Mais, cette officialisation engendre à son tour une accélération, voire une radicalisation, de cette crise.
Victoire de l'Italie et paralysie de l'Allemagne
Une question a monopolisé l'attention lors du dernier sommet européen, celle des « migrants ». Elle a même tellement occupé l'ordre du jour que les problèmes soulevés par la « déclaration de Merseberg » entre la France et l'Allemagne en ont été oubliés.
Mais, cette crise s'est invitée en Allemagne. Dans l'affrontement entre la Chancelière, Mme Angela Merkel et son Ministre de l'intérieur M. Horst Seehofer, c'est ce dernier qui sort vainqueur du compromis laborieusement établi dans la nuit de dimanche à lundi. Près de 160 parlementaires de la CSU, le parti de M. Seehofer, mais aussi de la CDU, avaient menacé de voter contre cette dernière. C'est dire l'ampleur de la crise. Un compromis a été trouvé à la toute dernière minute. Mais, si ce compromis garantit, sans doute pour quelques mois, qu'Angela Merkel va rester la Chancelière, il porte en lui la fin des accords de Schengen. Le fait que l'Allemagne reconnaisse la nécessité de places d'internement des migrants à ses frontières va faire tâche d'huile. L'Autriche déjà boucle les siennes et l'Italie en fera de même.
Au-delà, le conflit, même provisoirement éteint par un compromis de dernière minute, laisse les deux protagonistes en piteuse position. Le gouvernement allemand sera durablement paralysé pour les mois qui viennent. Cela signifie que l'Allemagne sera dans l'impossibilité d'imprimer sa marque sur la politique de l'UE. La France pourrait-elle se substituer à elle? Les échecs que vient de subir Emmanuel Macron quant à sa politique européenne indiquent bien que non.
Une France impuissante
Or, l'Allemagne va être rapidement confrontée à une crise bancaire. La situation de la Deutsch Bank, incapable de passer les tests de robustesse de la Réserve Fédérale aux Etats-Unis, va exiger des actions importantes d'ici quelques mois, voire durant l'été. La faillite de fait de l'Union bancaire renvoie les pays de l'UE à la situation qui était la leur en 2008 et va obliger l'Allemagne à « sauver » la DB. Mais, ce faisant, elle donnera le signal pour que l'Italie procède à un sauvetage massif de ses propres banques en difficulté. Dès lors, au chacun pour soi qui prédomine sur la question des migrants, viendra s'ajouter un chacun pour soi sur la question bancaire, en attendant que ce chacun pour soi ne s'étende à la zone Euro. Sur ce point, il convient de relire le récent article de Joseph Stiglitz qui est désormais fort pessimiste quant à l'avenir de la zone Euro.

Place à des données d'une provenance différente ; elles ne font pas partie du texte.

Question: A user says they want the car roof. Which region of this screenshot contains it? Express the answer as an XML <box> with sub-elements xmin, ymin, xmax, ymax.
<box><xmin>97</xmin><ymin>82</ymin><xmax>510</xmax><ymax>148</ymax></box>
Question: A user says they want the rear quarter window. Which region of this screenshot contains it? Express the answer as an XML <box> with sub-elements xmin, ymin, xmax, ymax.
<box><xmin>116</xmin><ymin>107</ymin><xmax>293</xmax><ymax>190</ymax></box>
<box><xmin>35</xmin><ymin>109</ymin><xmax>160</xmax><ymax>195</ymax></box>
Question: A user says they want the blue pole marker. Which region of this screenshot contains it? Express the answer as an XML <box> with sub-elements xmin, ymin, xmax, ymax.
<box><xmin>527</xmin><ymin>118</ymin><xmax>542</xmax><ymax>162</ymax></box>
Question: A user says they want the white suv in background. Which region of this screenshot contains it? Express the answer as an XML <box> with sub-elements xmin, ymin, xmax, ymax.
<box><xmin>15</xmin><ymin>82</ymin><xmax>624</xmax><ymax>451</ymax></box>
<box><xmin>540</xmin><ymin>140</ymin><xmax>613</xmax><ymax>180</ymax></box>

La deuxième phase de l'action du gouvernement italien
La crise de l'UE ne s'arrête pas là. Le gouvernement italien a décidé de passer à une deuxième phase de son action. Après avoir fait preuve de fermeté face aux « migrants » et à certaines ONG, il est en train de prendre des mesures favorables aux travailleurs, comme la pénalisation des CDD quand ils sont utilisés systématiquement. Il est possible qu'il procède dans le cours de l'été à d'autres mesures, comme un relèvement général des salaires et une annulation — partielle ou totale — de la réforme des retraites mise en place par les précédents gouvernements. Cette perspective inquiète déjà la BCE, qui a adressé au gouvernement italien une mise en garde. Mais, porté par la popularité acquise par son attitude sur la question des « migrants » et renforcé par la crise que connaît l'UE mais aussi l'Allemagne, il est peu probable que le gouvernement italien soit véritablement sensible aux avertissements de la BCE.

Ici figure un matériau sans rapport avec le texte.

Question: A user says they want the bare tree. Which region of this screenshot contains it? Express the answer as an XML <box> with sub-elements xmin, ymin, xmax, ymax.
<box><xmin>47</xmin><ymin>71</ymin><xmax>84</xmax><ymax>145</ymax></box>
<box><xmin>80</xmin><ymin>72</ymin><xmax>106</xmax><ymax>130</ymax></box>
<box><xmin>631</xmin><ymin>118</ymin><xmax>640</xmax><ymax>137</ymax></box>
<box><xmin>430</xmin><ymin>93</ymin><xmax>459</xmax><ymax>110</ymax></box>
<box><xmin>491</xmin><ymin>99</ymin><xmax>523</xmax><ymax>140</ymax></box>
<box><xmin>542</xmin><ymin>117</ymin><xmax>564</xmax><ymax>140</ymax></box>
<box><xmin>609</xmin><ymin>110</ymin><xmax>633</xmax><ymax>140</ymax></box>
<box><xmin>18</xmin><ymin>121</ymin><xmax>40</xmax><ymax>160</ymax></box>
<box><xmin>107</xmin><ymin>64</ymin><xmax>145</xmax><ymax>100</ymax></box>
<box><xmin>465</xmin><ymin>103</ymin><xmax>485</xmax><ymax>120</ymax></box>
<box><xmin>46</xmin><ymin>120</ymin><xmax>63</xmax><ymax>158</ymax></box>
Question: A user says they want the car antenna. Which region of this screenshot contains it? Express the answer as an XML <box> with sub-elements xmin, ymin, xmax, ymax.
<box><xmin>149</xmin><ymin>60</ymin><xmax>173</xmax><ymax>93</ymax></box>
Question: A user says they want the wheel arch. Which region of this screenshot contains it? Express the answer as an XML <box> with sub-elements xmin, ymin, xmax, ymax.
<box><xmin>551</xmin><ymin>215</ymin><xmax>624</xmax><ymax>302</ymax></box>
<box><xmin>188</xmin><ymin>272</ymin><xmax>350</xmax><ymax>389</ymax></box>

L'UE apparaît comme durablement discréditée. Ses deux pays principaux sont aujourd'hui paralysés et les opinions dites « Eurosceptiques » progressent dans l'ensemble des pays. Giuseppe Conte a révélé une crise plus qu'il ne l'a provoquée. Mais, ce processus de révélation peut très bien avoir sa dynamique propre et entraîner un mouvement toujours plus puissant de défiance généralisée. En un sens, on peut considére que le processus de déconstruction de l'UE a commencé.